J’ai été très surpris de voir des édifices publiques (lycées,
ponts etc.) portant le nom de Faidherbe, qui gouverna implacablement le
pays pendant une dizaine d’années. Il pacifia – comme on disait à
l’époque – à tour de bras et incendia des villes récalcitrantes. Certes,
il créa le port de Dakar et envisagea la ligne de chemin de fer
Dakar-Niger. Certes, on peut voir en lui l’un des artisans de l’Etat
sénégalais mais contempler sa statut à Saint-Louis (bizarre ce nom dans
une ville qui compte 90% de musulmans) où il est inscrit « A son gouverneur L. Faidherbe le Sénégal reconnaissant »
fait, à tout le moins, sourire.
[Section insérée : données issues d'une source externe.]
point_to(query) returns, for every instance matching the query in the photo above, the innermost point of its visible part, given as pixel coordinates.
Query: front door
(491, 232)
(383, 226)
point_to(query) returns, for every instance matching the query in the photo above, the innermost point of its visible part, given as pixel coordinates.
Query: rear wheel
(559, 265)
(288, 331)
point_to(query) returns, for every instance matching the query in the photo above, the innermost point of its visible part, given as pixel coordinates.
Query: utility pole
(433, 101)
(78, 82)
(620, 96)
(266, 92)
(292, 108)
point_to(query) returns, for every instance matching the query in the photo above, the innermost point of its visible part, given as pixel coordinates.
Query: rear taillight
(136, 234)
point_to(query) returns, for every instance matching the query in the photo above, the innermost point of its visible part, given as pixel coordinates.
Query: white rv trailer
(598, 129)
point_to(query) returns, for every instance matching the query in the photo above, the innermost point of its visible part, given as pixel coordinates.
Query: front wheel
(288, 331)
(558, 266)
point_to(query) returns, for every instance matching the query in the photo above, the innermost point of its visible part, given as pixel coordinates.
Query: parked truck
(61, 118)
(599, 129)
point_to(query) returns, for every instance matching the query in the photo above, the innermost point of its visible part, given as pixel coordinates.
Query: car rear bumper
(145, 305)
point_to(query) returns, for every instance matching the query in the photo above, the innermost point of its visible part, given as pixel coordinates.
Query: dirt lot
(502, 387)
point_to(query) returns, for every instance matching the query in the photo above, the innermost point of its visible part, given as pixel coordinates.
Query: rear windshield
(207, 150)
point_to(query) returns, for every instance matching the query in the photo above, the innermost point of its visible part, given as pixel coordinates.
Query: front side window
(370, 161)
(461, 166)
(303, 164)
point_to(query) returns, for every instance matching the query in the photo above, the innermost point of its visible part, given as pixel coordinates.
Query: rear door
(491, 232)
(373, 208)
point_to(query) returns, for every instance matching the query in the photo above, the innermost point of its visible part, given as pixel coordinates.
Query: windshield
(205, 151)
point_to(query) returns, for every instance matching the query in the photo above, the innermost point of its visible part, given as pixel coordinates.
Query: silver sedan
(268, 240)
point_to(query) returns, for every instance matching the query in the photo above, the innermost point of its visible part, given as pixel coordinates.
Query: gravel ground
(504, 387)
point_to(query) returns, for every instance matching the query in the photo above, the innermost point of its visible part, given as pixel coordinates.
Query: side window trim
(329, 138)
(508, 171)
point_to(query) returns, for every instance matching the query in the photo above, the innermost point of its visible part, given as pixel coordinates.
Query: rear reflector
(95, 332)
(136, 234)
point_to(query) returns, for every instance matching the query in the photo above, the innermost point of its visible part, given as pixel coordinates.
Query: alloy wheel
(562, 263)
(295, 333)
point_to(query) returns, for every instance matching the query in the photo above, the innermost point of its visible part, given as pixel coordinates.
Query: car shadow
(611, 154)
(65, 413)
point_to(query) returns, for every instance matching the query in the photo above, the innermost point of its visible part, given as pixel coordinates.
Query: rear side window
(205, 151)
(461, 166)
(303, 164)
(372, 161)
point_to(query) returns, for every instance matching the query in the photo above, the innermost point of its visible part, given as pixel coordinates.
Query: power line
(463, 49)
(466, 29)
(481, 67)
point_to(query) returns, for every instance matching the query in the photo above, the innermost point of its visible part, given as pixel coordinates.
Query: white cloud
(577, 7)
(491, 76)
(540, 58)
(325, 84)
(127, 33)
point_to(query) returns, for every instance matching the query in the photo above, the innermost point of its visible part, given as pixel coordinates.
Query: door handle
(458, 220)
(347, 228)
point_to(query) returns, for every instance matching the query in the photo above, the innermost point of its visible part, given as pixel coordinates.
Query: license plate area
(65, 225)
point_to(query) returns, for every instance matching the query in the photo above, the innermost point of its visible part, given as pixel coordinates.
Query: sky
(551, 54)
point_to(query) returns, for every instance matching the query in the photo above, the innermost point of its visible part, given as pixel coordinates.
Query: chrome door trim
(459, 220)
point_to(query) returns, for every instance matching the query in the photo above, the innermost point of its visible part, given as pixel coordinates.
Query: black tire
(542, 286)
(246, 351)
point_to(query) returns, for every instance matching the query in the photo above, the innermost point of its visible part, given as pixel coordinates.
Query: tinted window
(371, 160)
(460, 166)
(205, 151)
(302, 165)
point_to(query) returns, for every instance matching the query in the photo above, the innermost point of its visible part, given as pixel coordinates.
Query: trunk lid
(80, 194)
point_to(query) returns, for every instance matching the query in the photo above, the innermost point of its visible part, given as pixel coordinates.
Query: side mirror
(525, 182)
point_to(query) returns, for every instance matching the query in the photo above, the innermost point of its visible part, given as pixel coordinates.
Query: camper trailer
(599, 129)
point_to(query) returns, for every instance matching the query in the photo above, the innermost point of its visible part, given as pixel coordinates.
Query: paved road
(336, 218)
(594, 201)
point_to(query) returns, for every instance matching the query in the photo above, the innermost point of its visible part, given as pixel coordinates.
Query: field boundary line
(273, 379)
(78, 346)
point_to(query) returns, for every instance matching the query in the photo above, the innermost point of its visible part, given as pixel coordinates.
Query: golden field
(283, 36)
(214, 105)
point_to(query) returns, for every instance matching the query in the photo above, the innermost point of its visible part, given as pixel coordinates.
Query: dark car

Moi qui, adolescent, avais fréquenté le
lycée Faidherbe à Lille, lieu de naissance du futur gouverneur, je me
retrouvais en pays de connaissance…
Saint-Louis
est situé à quelques encablures de la Mauritanie. Saint-Louis et
Nouakchott sont distantes d’à peine 200 kilomètres. Dans cette région
quasi désertique, la frontière n’est bien sûr pas matérialisée. Les
populations se fréquentent tant bien que mal : des Noirs vivent en
Mauritanie, des Mauritaniens sont nombreux au Sénégal où ils tiennent
des petits commerces. Parfois des heurts très violents peuvent se
produire, comme cet événement dramatique qui est resté dans mon esprit comme surréaliste et cauchemardesque.
Un
jour, avec un collègue sénégalais, je remontai le fleuve Sénégal
jusqu’à Rosso, une ville où les populations sont assez mélangées. Nous
fîmes une halte dans un restaurant qui garantissait des glaçons pour la
bière chaude. Ce restau appartenait à des Mauritaniens, en particulier à
une énorme femme d’une trentaine d’années qui, du matin au soir,
restait immobile dans son canapé. Le serveur, lui aussi âgé d’une
trentaine d’années, était sénégalais. Mon collègue, habitué des lieux,
me dit, à mi-voix et mine de rien : « tu vois, ce type, c’est un
esclave ». Il m’expliqua que ce grand garçon avait été vendu, tout
enfant, à cette famille mauritanienne. Il travaillait sans aucune
rétribution mais ses propriétaires devaient lui garantir le logement, la
nourriture et les soins. Et s’il se marie, demandai-je ? Il ne pourra
épouser qu’une Sénégalaise qui aura le même statut que lui, m’expliqua
mon collègue.
Je rappelle que nous nous trouvions au Sénégal, mais dans une enclave, dans un quartier fortement mauritanien.
En
2007, le nouveau président mauritanien fit abolir l'esclavage, mais le
coup d'État de 2008 le rétablit. On estime que 40 000 à 150 000
Mauritaniens sont esclaves (1 à 4 habitants sur 100).